Gay Talese is apparently standing by his work.
The nonfiction master defended his upcoming volume, “The Voyeur’s Motel,” on Friday in a statement to The New York Times, saying that he’s “not disavowing the book, and neither is my publisher.”
His remarks are a complete about-face from his position on Thursday, when he told The Washington Post he was not going to promote the book because “its credibility is down the toilet.”
Talese’s reversal comes on the heels of a Washington Post investigation that revealed a critical source in the story failed to disclose there was an eight-year stretch when he didn’t even own the motel he was supposedly using to spy on guests.
This isn’t the first time the book has been met with criticism. In April, after an except of the book was published in The New Yorker, the tale was dinged by critics who said Talese was ethically obliged to report Gerald Foos, the spying hotel proprietor, to authorities.
In an email to The New York Times, New Yorker editor David Remnick said the main thrust of the piece is not compromised by The Washington Post’s latest revelation. But does leaving a major hole in the piece affect its overall credibility? Below is a question-and-answer session with Kelly McBride, vice president of The Poynter Institute and its media ethicist, about what the missing information means for Talese, The New Yorker and its readers.
How serious is this?
This is pretty darn serious. Gay Talese is a legendary writer, and this is a huge black mark on him.
There had been so much controversy over the article before this. The book had been excerpted and there’d been so much conversation around the ethics of this for other reasons: Was he privy to criminal information? Were people being harmed?

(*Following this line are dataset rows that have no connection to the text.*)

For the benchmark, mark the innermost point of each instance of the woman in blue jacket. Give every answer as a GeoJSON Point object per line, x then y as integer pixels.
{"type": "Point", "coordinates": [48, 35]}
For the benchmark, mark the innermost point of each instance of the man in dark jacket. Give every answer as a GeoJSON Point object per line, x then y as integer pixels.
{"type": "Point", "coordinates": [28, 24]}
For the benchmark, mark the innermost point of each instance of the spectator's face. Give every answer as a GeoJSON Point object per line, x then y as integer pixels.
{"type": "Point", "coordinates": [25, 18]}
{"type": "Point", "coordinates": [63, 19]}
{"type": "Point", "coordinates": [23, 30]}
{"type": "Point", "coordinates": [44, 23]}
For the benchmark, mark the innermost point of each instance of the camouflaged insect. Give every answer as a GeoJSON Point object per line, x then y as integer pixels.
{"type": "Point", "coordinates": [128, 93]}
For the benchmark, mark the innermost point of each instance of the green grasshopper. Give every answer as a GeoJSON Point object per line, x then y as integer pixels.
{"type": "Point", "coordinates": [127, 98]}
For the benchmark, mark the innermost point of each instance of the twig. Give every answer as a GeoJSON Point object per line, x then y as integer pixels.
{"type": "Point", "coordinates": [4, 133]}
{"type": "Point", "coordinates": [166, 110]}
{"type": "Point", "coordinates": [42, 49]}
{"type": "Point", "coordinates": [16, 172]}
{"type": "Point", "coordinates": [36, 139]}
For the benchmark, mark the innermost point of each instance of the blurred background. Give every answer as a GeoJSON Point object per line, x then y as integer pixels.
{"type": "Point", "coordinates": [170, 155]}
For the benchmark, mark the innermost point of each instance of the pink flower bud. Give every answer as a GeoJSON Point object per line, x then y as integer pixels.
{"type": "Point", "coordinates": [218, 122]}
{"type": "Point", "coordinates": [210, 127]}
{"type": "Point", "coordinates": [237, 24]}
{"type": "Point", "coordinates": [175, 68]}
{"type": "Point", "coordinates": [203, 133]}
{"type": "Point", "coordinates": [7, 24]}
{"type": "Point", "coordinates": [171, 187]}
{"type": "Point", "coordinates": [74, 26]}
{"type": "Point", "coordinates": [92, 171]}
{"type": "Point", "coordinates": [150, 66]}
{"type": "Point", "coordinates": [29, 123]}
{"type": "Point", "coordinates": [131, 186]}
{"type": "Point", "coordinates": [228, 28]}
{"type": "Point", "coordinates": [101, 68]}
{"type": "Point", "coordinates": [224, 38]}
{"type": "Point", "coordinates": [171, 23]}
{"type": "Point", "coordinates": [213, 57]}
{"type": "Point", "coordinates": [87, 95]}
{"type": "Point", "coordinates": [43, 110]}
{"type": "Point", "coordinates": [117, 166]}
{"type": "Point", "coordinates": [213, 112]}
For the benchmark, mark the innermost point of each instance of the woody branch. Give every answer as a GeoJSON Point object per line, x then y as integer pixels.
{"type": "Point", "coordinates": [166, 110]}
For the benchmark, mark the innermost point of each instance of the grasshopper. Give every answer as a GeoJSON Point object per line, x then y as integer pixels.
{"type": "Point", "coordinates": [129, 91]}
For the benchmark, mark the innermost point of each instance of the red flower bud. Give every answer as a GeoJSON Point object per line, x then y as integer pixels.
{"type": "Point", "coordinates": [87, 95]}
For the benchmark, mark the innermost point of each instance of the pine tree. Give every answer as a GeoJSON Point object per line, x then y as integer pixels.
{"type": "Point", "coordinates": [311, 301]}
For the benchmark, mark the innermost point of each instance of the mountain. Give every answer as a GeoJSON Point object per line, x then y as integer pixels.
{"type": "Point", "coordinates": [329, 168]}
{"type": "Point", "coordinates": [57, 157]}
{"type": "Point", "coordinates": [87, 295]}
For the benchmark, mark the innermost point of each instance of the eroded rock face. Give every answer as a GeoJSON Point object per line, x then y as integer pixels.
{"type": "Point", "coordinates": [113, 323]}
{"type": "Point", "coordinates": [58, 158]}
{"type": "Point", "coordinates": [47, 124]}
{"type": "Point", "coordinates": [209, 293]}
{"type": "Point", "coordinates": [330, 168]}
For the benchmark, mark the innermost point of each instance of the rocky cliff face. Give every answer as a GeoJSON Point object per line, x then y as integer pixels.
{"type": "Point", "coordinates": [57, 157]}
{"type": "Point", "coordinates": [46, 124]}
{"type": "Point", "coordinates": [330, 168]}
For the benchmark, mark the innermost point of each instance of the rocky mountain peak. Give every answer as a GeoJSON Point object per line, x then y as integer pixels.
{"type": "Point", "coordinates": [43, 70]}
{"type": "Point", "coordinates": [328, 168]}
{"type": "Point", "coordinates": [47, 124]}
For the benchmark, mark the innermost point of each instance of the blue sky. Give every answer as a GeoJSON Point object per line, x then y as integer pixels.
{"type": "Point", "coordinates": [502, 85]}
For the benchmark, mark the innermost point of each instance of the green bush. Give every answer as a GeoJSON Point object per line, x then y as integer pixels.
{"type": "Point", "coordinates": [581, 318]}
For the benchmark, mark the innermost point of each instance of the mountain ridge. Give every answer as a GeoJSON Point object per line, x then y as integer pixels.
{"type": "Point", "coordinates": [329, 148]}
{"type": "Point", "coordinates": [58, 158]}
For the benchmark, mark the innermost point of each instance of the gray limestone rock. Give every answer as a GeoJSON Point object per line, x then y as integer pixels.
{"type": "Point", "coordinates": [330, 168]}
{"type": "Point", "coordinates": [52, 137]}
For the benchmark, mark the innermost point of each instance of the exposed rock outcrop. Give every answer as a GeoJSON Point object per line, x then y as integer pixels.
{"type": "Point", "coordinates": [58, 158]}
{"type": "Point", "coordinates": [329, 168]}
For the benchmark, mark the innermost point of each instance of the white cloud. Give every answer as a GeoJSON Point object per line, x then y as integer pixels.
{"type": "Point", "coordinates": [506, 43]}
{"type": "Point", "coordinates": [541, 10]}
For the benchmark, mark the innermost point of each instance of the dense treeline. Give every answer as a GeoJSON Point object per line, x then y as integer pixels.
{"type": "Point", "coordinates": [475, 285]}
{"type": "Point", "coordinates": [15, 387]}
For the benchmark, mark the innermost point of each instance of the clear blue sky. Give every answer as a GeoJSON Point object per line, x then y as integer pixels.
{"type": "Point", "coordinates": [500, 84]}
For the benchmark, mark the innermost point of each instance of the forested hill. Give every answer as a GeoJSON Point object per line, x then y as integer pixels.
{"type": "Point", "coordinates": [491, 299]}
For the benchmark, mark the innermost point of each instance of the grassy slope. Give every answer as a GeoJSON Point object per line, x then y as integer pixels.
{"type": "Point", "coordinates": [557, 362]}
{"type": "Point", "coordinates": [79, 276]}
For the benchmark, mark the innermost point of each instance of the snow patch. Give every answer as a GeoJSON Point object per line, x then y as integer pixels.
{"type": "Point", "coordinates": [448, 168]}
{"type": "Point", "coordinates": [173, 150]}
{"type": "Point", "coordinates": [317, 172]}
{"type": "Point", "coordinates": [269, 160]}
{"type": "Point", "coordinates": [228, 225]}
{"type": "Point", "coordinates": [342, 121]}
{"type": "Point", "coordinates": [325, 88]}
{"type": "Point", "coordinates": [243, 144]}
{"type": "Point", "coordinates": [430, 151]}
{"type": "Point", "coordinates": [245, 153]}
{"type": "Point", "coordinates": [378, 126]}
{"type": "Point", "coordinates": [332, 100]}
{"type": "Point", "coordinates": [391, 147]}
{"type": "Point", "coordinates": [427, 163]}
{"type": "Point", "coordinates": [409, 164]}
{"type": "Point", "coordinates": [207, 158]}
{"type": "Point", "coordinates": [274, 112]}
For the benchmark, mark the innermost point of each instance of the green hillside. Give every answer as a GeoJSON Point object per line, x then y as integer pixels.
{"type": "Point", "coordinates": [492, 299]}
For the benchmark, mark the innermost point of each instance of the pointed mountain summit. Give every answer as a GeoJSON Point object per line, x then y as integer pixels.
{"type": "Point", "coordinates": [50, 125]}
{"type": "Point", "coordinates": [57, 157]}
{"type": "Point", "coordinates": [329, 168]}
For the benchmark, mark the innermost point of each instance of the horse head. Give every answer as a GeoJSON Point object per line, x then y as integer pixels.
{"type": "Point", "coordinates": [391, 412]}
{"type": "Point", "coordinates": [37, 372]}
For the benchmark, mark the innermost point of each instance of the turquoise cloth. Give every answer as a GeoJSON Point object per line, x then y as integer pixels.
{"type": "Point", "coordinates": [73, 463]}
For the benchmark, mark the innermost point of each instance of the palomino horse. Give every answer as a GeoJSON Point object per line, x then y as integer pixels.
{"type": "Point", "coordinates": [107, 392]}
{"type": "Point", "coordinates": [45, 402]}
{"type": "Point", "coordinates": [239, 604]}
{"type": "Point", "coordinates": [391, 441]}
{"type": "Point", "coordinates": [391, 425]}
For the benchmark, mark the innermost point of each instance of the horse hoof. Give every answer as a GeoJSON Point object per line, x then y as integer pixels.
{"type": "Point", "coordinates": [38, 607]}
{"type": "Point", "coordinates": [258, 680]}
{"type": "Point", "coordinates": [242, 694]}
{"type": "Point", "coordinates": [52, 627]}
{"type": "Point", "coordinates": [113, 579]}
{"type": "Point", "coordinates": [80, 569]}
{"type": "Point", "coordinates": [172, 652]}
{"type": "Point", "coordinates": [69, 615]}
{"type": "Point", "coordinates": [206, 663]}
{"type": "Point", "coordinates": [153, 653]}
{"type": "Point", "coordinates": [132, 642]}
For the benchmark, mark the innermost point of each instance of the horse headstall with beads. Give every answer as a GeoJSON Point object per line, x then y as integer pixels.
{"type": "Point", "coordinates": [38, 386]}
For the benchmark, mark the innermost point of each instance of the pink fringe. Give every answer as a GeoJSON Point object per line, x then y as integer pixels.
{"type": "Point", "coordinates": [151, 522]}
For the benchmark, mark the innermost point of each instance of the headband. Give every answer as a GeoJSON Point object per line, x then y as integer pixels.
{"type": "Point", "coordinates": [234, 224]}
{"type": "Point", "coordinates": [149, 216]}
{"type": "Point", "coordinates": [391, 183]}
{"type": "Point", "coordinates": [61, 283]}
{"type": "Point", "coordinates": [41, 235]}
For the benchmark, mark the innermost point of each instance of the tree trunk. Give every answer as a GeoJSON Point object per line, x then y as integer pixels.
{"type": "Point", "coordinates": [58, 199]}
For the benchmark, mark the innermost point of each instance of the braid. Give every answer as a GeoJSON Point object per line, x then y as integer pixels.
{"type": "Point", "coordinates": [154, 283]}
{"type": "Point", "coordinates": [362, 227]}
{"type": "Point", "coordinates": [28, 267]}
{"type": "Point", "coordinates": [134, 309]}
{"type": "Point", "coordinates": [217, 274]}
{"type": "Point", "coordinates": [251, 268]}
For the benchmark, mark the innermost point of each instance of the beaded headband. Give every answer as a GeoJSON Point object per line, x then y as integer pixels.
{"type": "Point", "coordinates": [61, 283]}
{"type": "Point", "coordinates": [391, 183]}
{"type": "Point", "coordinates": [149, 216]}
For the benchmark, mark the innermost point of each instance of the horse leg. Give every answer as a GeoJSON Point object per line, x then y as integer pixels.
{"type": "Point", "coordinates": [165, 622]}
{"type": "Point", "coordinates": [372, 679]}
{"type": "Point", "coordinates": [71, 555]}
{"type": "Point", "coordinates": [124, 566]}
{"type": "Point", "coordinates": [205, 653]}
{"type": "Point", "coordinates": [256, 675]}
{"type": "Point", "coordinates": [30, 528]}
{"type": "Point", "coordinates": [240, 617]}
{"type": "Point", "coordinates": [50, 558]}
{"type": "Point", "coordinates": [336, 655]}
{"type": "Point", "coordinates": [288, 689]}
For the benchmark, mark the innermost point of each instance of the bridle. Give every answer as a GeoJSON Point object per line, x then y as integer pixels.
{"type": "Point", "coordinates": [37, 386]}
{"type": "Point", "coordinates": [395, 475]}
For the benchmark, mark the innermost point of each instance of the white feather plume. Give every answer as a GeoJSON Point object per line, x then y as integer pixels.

There were all these other ethical questions about his moral responsibilities as he was reporting this book over decades. Now, I think the questions are about his moral responsibility to verify what was true. And the fact that other people could poke holes in it so quickly suggests that maybe he wasn’t interested as much in the truth as he was in the story.
Did Gay Talese have a responsibility to check out the story?
Absolutely — as did his publisher. This has been a problem with the book industry in general. James Frey’s “A Million Little Pieces” was published as an accurate autobiography, and people who knew him discovered that he embellished and fabricated a lot it that. Oprah even brought him on to chastise him for humiliating her.
We talked about the book industry a lot then, and how there isn’t a fact-checking mandate in the book industry. Which is a problem, because books function as journalism — especially if it’s called “non-fiction,” which a memoir is.
Talese’s book is nonfiction also. And if it’s nonfiction, that means it’s supposed to be true. The book industry has never figured out whose job it is, so writers are the ones who suffer because it’s their reputations. I don’t even think that we could come up with the name of any of the publishers of any of these notorious books that have been retracted. But I think that the onus is on the writer to preserve his or her reputation.
Gay certainly has more to lose than anybody else. So he should’ve been the one motivated to fact-check this. And even if he’s not a good fact-checker, he certainly knows good fact-checkers. You can hire somebody to fact-check your work the way you do in magazines.
This was published in The New Yorker. David Remnick has maintained that the central thrust of the story remains true. If you’re the New Yorker now and you’ve published this and stood behind it as journalism, what’s your next step?
Well, I think the first thing you have to do is put a note on it saying that questions have been raised and you’re looking into it. And the second thing you do is your own investigation. You put one or two people on it, you see what they can determine, you give them a set amount of time, and then you come back and tell your readers: “Here’s what we’ve found, and we’re taking it down or we’re changing the categorization of it. But The New Yorker has an obligation to let readers know that there have been questions and let readers know that it’s taking those questions seriously.
Gay Talese has had a long and storied career in journalism. What effect do you think this will have on his professional life?
This makes me so sad. Because he is a legend, and this casts a shadow over everything he’s done.
What we’ve found in the digital age is, it’s so much easier to fact-check things. Not because the records are that much more accessible, because certainly somebody had to dig into these records. But because communities can talk about how to fact-check these records.
Gay could never fact-check whether the guy actually was in the attic looking down on these couples. But there are all these things you can fact-check around, like the ownership of the motel and whether the motel had a business license during these times.
If you’ve got someone claiming that he or she was sexual assaulted, like we see in the Cosby case, journalists have been reluctant to write those stories because no one was there. But you can fact-check other things. You can fact-check the truth of the historical structure of that story. If this person says he worked at this place, can you verify the employment? If this person says he told this other person about this, can you verify that?
So with the motel owner, you can certainly verify all the business records. You can verify whether he held a drivers’ license in the state at the time. Did he file his taxes? There’s all these other things that you can fact-check. When you’re talking to somebody about their controversial eyewitness account and there are no other witnesses to it, you can never get to that actual thing. But you can check the integrity of the structure around that story. And if that doesn’t have integrity, you can bet that the central part of the story lacks integrity as well.
Correction: A previous version of this story misspelled “The New Yorker.” We apologize for the error.